Critics say the warnings of shutdowns are exaggerated and their likelihood is slim. But if they happen, the pain would disproportionately hurt meatpacking towns such as Columbus Junction, a hardscrabble city of 1,900 in southeastern Iowa that has long been driven by the gritty business of turning Iowa's nation-leading hog population into food.

Many of the plant's 1,200 workers, including sizable communities of Latinos and Chin refugees from Myanmar, would temporarily lose income from jobs that start at roughly $13 per hour slaughtering hogs and converting carcasses into products such as hams and tenderloins. The ethnic stores and restaurants, shops and gas stations would lose customers. Farmers who sell more than $400 million per year in hogs to the plant could be forced to keep them longer than they were expecting, driving up feed prices and cutting into profits.

"Oh my God. I don't want to think about it. That's going to affect the little businesses like us," said Griceli Amigon, 45, owner of Rey de Reyes, a downtown Mexican grocery store where avocados were on sale for 99 cents. "I'm in shock. If this happens, I don't know how we're going to survive."

Amigon said 95 percent of her customers work at the Tyson plant, including her brother-in-law, and many of them do not have savings. She said she fears that means her store's meat and vegetable products would go bad during a temporary plant shutdown because no one would purchase them.

"I'm going to pray nothing happens," she said.

At his desk in City Hall, Mayor Daniel Wilson dismisses the warning as a scare tactic by USDA Secretary Tom Vilsack, a former Iowa governor who got his start in politics as mayor of Mount Pleasant, 30 miles down the road. He said Vilsack knows the area well — and should stop scaring residents in the low-income, sparsely-populated region, many of whom live paycheck to paycheck. The plant's annual payroll is about $36 million.

"I know what the posturing is all about. But realistically, let's not scare people by talking about shutting down the food supply or shutting down the plants. You've got a lot of hard-working people here," Wilson said. "I don't think those tactics are helpful to us on a local level. If there's reductions, let's talk about small steps rather than the worst-case scenario."

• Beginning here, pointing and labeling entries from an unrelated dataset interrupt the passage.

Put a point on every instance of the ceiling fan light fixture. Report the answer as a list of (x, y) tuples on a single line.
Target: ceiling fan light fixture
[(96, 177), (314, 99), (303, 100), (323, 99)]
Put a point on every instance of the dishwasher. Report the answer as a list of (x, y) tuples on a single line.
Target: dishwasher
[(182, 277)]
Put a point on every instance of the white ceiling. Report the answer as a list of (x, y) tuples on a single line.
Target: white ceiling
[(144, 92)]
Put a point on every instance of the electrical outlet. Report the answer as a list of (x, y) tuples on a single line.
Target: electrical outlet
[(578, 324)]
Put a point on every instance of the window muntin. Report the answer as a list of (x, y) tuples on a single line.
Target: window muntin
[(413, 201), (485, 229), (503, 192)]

Vilsack told meat industry officials earlier this month that furloughing inspectors at the nation's meat and poultry plants would be "the least desirable option" for nearly $2 billion in cuts USDA needs to make. But he said he has no other choice to achieve that level of savings because most of the food inspection budget pays for personnel.

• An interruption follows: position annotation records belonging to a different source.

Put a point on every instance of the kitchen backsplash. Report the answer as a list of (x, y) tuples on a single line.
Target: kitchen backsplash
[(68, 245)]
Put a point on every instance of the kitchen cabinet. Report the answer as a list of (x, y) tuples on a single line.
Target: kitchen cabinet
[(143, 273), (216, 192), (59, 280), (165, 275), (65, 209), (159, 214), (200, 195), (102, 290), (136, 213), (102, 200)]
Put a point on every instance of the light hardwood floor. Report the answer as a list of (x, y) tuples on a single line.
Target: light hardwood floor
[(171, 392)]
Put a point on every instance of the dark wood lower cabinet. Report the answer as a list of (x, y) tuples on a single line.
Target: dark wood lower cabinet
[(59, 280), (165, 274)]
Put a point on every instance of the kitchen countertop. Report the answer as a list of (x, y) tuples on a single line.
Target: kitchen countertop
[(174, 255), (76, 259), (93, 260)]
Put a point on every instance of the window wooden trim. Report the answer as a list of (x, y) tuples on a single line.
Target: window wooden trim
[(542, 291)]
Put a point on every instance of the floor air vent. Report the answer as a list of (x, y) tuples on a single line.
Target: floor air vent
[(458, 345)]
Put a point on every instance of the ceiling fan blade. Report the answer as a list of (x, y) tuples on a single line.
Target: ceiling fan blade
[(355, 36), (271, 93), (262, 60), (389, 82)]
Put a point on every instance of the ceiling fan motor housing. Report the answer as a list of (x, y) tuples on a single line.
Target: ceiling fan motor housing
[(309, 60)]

Tyson spokesman Gary Mickelson said the company did not want to speculate on the potential impact but was working with its trade association, the American Meat Institute, which is lobbying against furloughs of inspectors.

Barring that outcome, industry officials say USDA should minimize the impact by implementing a rolling furlough so that plants do not have to close. The agency hasn't said how furloughs would be accomplished in coming months. Vilsack has warned it could require plant shutdowns that would cause $10 billion in production losses, $400 million in lost wages and potentially lead to less meat suppliers and higher prices at the grocery store.

A group of senators, including Iowa Republican Chuck Grassley, sent a letter this week asking Vilsack to explain why he could not make enough cuts elsewhere in his budget to prevent furloughs of inspectors. The letter also questioned whether USDA has the legal authority to furlough inspectors, which Vilsack insists it does.

"I find it hard to believe that reductions can't be made elsewhere in the department that don't impact health and safety," Grassley said.

Ronald Birkenholz, spokesman for the Iowa Pork Producers Association, said the issue is causing great uncertainty among Iowa pork producers, who market 30 million hogs per year. He said he spoke this week with producers who sell hogs to the Tyson plant who "don't have a clue" how the furloughs would affect them.

"There's just a lot of unanswered questions at this point as to what this is going to mean for everyone involved," he said.

Wilson, the mayor, said a temporary shutdown would "be a short-term bump in the road" that would squeeze families and local businesses. But he said the cuts would never reach that point if lawmakers get beyond their "disturbing partisanship" and get serious.

At Two Rivers Market near the Tyson plant, clerk Debi Wilson rang up cigarettes and sodas for Tyson workers. She said the impact of a plant shutdown would be devastating.

"This shouldn't be going on. They should have had their act together a long time ago," she said of lawmakers. "Hopefully it doesn't come to pass. But when it comes to the government, I guess we can expect anything these days."